Credor is Seiko’s most luxury arm of watchmaking, sitting above even Grand Seiko. Credor has been a domestic brand for a long time but is unknown elsewhere in the world, and the Eichi II is supposed to be a gentle toe-in-the-water to gauge reaction to such a high price point from a Japanese watchmaker. Back home in Japan you can get mega minute repeater Credor’s but here we’re getting something far simpler. Or so it seems.

That seems like a mammoth task to compete in the West with the likes of Swiss watchmaking greats like Patek Philippe and Philippe Dufour, so how did Credor hope to even begin that mammoth task? By inviting none other than Philippe Dufour himself to help establish the Micro Artist Studio. A team of the finest Japanese craftspeople were assembled, each given a task to accomplish with this watch. Whether its hand painting the enamel dial with a brush of a single hair, or hand finishing the Spring Drive calibre 7R14 with a piece of rare wood, Dufour made sure the studio could create watchmaking that rivalled even his.

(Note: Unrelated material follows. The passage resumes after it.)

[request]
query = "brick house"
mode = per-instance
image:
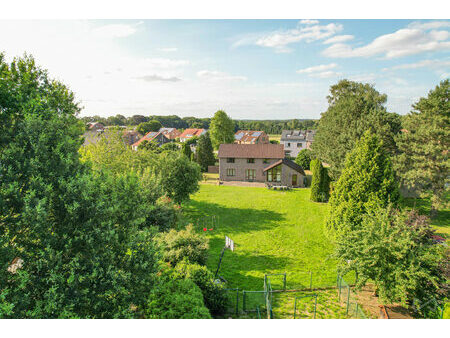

Funny story, actually: the wood Dufour recommended for the polishing was non-existent in Japan except at a research laboratory growing it for testing, so that became the source for the Micro Artist Studio.

This watch is true, no-holds-barred watchmaking at the finest level imaginable, and to be honest, even at $50,000 it is an absolute bargain, and a perfectly fitting piece to end our imaginary spend of $1m.

If you had $1m to spend, what would you blow it all on? Would you have one insane watch, five like I’ve picked here or would you build a collection of hundreds, even thousands?